The purpose of this investigation was to assess the feasibility and effectiveness of transradial approach for transcatheter superior mesenteric artery (SMA) urokinase infusion therapy in patients with acute extensive portal and superior mesenteric venous thrombosis. During a period of 7 years, 16 patients with acute extensive thrombosis of the portal (PV) and superior mesenteric veins (SMV) were treated by transcatheter selective SMA urokinase infusion therapy by way of the radial artery. The mean age of the patients was 39.5 years.

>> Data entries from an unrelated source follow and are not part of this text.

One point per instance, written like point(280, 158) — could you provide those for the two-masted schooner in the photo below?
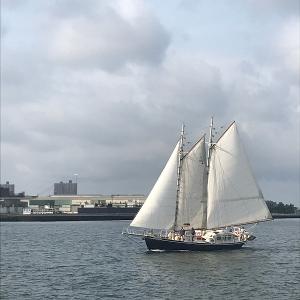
point(202, 198)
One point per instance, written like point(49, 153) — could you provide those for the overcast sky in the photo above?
point(100, 88)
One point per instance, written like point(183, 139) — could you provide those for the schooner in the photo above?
point(202, 198)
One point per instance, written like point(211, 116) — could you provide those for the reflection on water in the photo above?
point(90, 260)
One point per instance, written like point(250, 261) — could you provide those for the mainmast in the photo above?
point(210, 142)
point(179, 167)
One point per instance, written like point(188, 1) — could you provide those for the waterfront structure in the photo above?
point(7, 189)
point(71, 203)
point(65, 188)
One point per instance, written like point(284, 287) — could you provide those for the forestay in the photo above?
point(158, 211)
point(233, 194)
point(193, 187)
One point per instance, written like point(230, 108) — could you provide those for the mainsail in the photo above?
point(226, 195)
point(233, 195)
point(158, 210)
point(193, 187)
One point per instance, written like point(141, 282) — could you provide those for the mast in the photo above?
point(210, 142)
point(179, 167)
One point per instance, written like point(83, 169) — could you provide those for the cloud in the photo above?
point(109, 39)
point(101, 89)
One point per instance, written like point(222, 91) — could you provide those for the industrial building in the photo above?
point(65, 188)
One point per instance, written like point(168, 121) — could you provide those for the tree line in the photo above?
point(281, 208)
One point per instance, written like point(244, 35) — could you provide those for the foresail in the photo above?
point(233, 194)
point(193, 188)
point(158, 211)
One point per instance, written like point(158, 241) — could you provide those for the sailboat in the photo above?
point(203, 198)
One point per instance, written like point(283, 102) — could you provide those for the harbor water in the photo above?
point(92, 260)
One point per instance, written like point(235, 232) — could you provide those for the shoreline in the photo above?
point(92, 217)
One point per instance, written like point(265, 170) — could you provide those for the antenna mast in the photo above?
point(179, 167)
point(210, 141)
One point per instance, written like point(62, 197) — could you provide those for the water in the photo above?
point(92, 260)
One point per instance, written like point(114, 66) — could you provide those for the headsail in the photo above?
point(159, 208)
point(193, 192)
point(233, 194)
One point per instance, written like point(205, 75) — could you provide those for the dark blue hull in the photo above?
point(170, 245)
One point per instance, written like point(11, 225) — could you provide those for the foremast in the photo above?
point(179, 169)
point(210, 143)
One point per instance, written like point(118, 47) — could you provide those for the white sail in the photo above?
point(233, 194)
point(193, 192)
point(158, 211)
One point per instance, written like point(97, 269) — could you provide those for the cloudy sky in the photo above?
point(100, 88)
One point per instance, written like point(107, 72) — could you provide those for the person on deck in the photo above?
point(193, 233)
point(182, 232)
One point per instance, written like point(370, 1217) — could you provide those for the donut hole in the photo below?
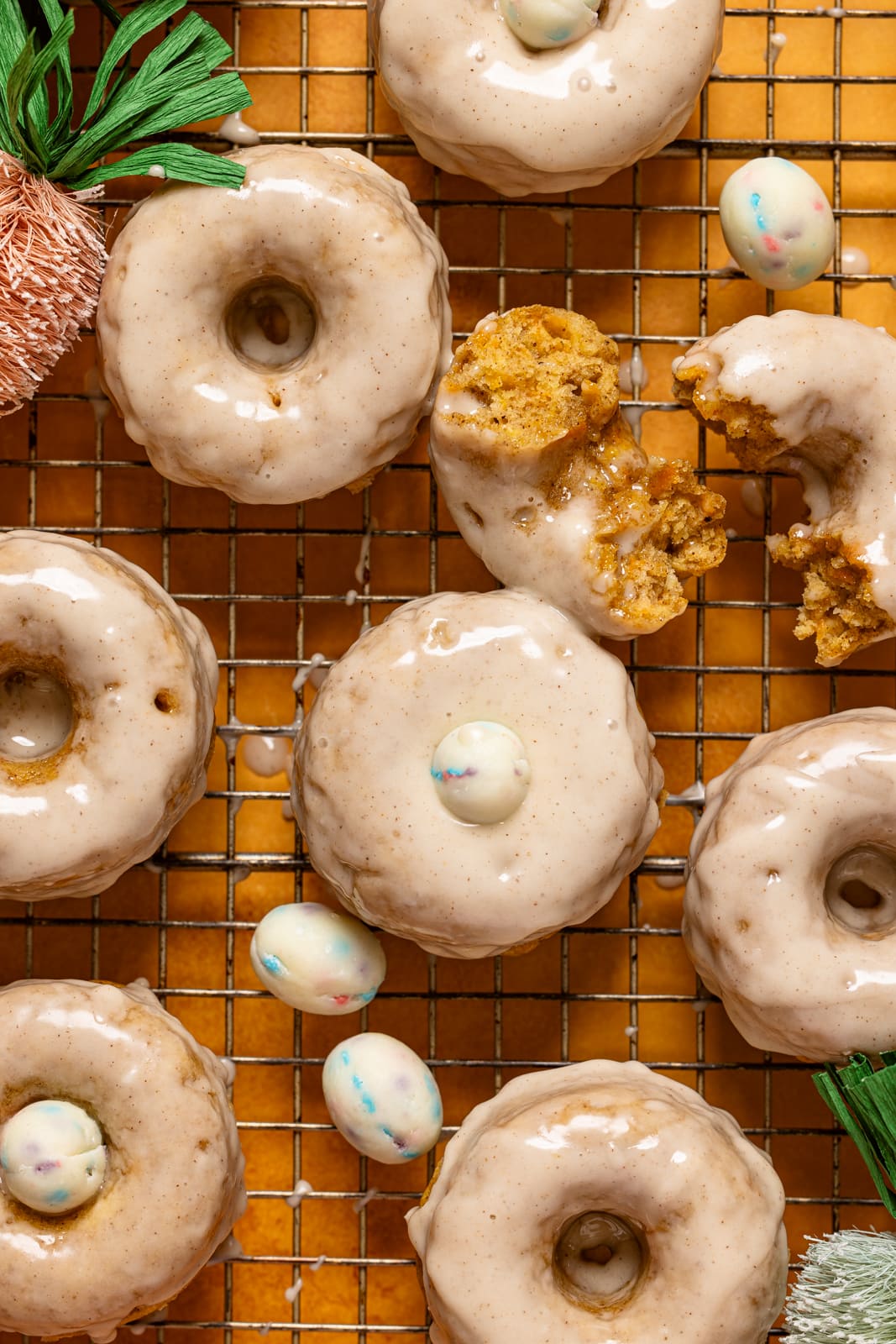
point(36, 714)
point(270, 324)
point(600, 1260)
point(860, 890)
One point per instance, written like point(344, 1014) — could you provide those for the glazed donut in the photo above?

Through the radial sheath, a 5F Cobra catheter was inserted into the SMA, and continuous infusion of urokinase was performed for 5-11 days (7.1 +/- 2.5 days). Adequate anticoagulation was given during treatment, throughout hospitalization, and after discharge. Technical success was achieved in all 16 patients. Substantial clinical improvement was seen in these 16 patients after the procedure. Minor complications at the radial puncture site were observed in 5 patients, but trans-SMA infusion therapy was not interrupted. Follow-up computed tomography scan before discharge demonstrated nearly complete disappearance of PV-SMV thrombosis in 9 patients and partial recanalization of PV-SMV thrombosis in 7 patients. The 16 patients were discharged 9-19 days (12 +/- 6.0 days) after admission. Mean duration of follow-up after hospital discharge was 44 +/- 18.5 months, and no recurrent episodes of PV-SMV thrombosis developed during that time period. Transradial approach for transcatheter selective SMA urokinase infusion therapy in addition to anticoagulation is a safe and effective therapy for the management of patients with acute extensive PV-SMV thrombosis.

摘要

本研究旨在评估经桡动脉途径行肠系膜上动脉(SMA)尿激酶溶栓治疗急性广泛门静脉和肠系膜上静脉血栓形成的可行性和有效性。在 7 年期间,16 例急性广泛门静脉(PV)和肠系膜上静脉(SMV)血栓形成患者经桡动脉入路行选择性 SMA 尿激酶溶栓治疗。患者平均年龄为 39.5 岁。通过桡动脉鞘管插入 5F Cobra 导管至 SMA,连续输注尿激酶 5-11 天(7.1+/-2.5 天)。治疗期间、住院期间和出院后均给予充分抗凝治疗。16 例患者均获得技术成功。术后 16 例患者临床症状明显改善。5 例患者桡动脉穿刺部位出现轻微并发症,但未中断经 SMA 输注治疗。出院前 CT 扫描显示 9 例患者 PV-SMV 血栓完全消失,7 例患者 PV-SMV 血栓部分再通。16 例患者入院后 9-19 天(12+/-6.0 天)出院。出院后平均随访时间为 44+/-18.5 个月,在此期间无 PV-SMV 血栓再发。在抗凝治疗的基础上,经桡动脉途径行选择性 SMA 尿激酶溶栓治疗是治疗急性广泛 PV-SMV 血栓形成的一种安全有效的方法。